Cele lays down law on competence of Cape Town enforcement officers
Police minister Bheki Cele laid into the City of Cape Town in parliament, airing tensions between his department and the council law enforcement department, which he claims answers to no oversight body.
Cele told the police portfolio committee on Friday that he had not yet received competency certificates for about 1,000 law enforcement officers.
These had been requested in February after the fatal shooting of a plain-clothes policeman by a law enforcement officer in Cape Town.
He said the Independent Police Investigative Directorate (Ipid) was unable to investigate law enforcement officers for the shooting, which he referred to as a “murder”.
Ipid was also impotent in the face of other alleged misbehaviour, such as the treatment of a naked Bulelani Qolani during an anti-land invasion operation in Empolweni, Khayelitsha, in July.
“The problems we are talking about in the Western Cape don’t come from metro, they come from law enforcement, whether it is a killing of a SA Police Service member, which nobody is commenting about, whether it is Qolani, whether it’s the woman who was pulled by the hair and many other ills, they come from law enforcement,” said Cele.
“Councillor JP Smith and [city safety and security director Richard] Bosman, we have sat in meetings with them, they know that there is no access of oversight even of Ipid over these matters.
"[Law enforcement] is a structure that’s giving us problems and nobody is monitoring them, constitutionally and legislatively, that’s the issue here.”
The policeman's killing is being investigated by the police and no one has been arrested.
Responding to a presentation by Smith, the mayoral committee member for safety and security, Cele blamed the city’s response to the land invasions for the chaos.
“The law enforcement, they go alone, they don’t plan with everybody, no signed plans, then when things go wayward then you call the SA police to come mop up the trouble that is there,” he said.
He was referring to Smith's comment that the Western Cape had fewer public order police units than its less populated neighbour, the Northern Cape, and far fewer than the Eastern Cape.
The city council has come under fire for its land invasion operations, and the SA Human Rights Commission was recently granted an interim high court interdict that prevents further evictions during lockdown, if a court order has not been obtained first.
The city is applying for leave to appeal, and Smith told the committee the court had erred in not accepting the city’s evidence.
He said land invasions and the violent backlash when authorities try to intervene are the largest single threat to the city.

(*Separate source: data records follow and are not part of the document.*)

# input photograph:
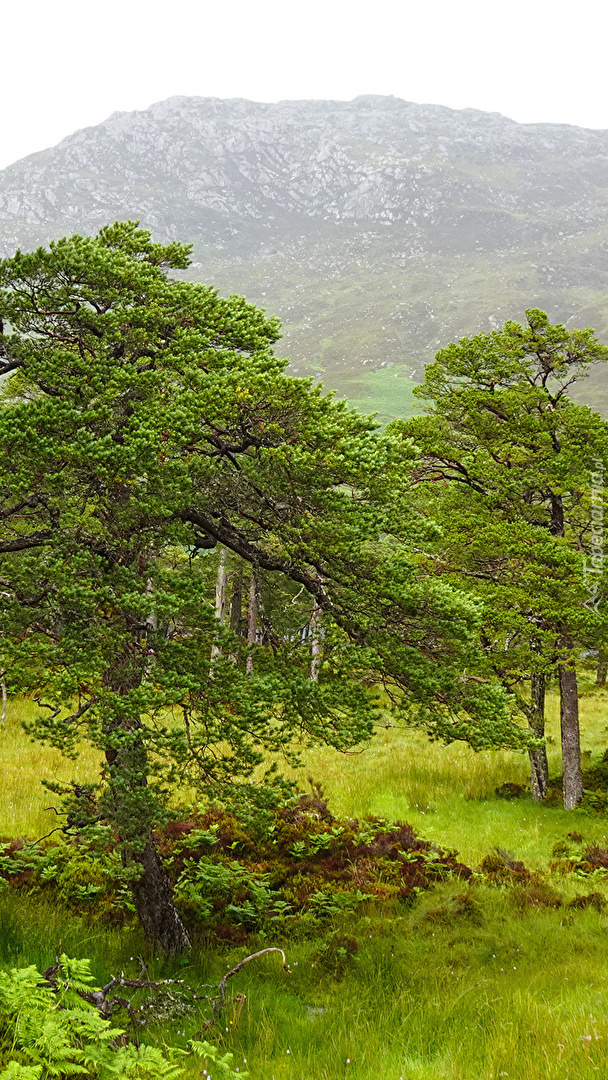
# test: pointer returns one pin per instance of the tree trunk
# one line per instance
(237, 603)
(315, 645)
(219, 598)
(570, 738)
(153, 903)
(132, 810)
(539, 766)
(4, 698)
(252, 621)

“It’s a situation we see unpacking across the country with Buffalo City, Ekurhuleni, eThekwini, Johannesburg, Tshwane, Nelson Mandela Bay and Cape Town all experiencing very significant rises in land invasions,” he said.
“We have to protect national, provincial, city and private land from illegal occupation and in this regard we have to follow the prescriptions of the Prevention of Illegal Eviction (PIE) Act and Unauthorised Occupation of Land Act with the common law remedy of counter-spoliation.”

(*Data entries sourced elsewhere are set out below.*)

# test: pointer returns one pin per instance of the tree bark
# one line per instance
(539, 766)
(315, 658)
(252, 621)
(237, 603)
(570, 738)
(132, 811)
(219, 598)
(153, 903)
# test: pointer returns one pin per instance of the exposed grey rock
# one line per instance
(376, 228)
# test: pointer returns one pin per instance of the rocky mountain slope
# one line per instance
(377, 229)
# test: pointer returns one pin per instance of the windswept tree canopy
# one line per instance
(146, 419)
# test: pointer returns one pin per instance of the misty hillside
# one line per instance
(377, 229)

Smith said there had been 147 land invasions since the first week of July, accompanied by 115 protest actions, resulting in 91 arrests and 46 injured law enforcement staff.
The city claims it had to deal with 60,000 illegal structures erected during the invasions, just under 10,000 of which were illegally occupied and which the authorities are now unable to remove because they fall under the protection of the PIE Act.
“This unfortunately means that many people who have been waiting for land for formal housing are deprived of those opportunities because of these land invasions,” said Smith.
“There is a R50m project in Khayelitsha that has been lost, about 500 units, to a land invasion at the Mahama site that we will never get back.”
Smith said protesters in Bloekombos had used bricks from sidewalks to create barricades and as weapons against the police, and a council employee had been injured by a petrol bomb thrown at him from close range.
The city said the Passenger Rail Agency of SA also lost large tracts of land along it’s now disused central line in Mfuleni, Philippi, where shacks had been built on the tracks.
“Driftsand nature reserve during the last spate of land invasions became severely affected and a large portion of the land there was lost,” said Smith.
“This is a national park and biodiversity area under control of SANParks, yet people have built right onto the dam wall and we fear for the consequences of that.”
Smith said “political manoeuvring” was behind some of the invasions, which were led by would-be ward councillors trying to build their profiles.
“Opportunistic entrepreneurial action” was responsible for other invasions, said mayor Dan Plato, adding that “shack farming” was prevalent.
“It’s between R2,000 and R4,000 a site, they orchestrate it, it is well planned, it is well orchestrated by people that want to make money out of poor people,” he said.
“It's become very clear that hundreds of thousands of rand are made out of shack farming and invasions.”
The city claimed the sudden increase in demand for land is because landowners in Dunoon and Khayelitsha have evicted backyard dwellers who can no longer pay rent.
Earlier this week, Cape Town mayoral committee member for human settlements Malusi Booi said demand for housing was predicted to outstrip supply by 30,000 homes a year.
He said 500,000 housing opportunities needed to be created by 2028 if the city was to keep up with demand as the population was expected to grow by 800,000 inhabitants.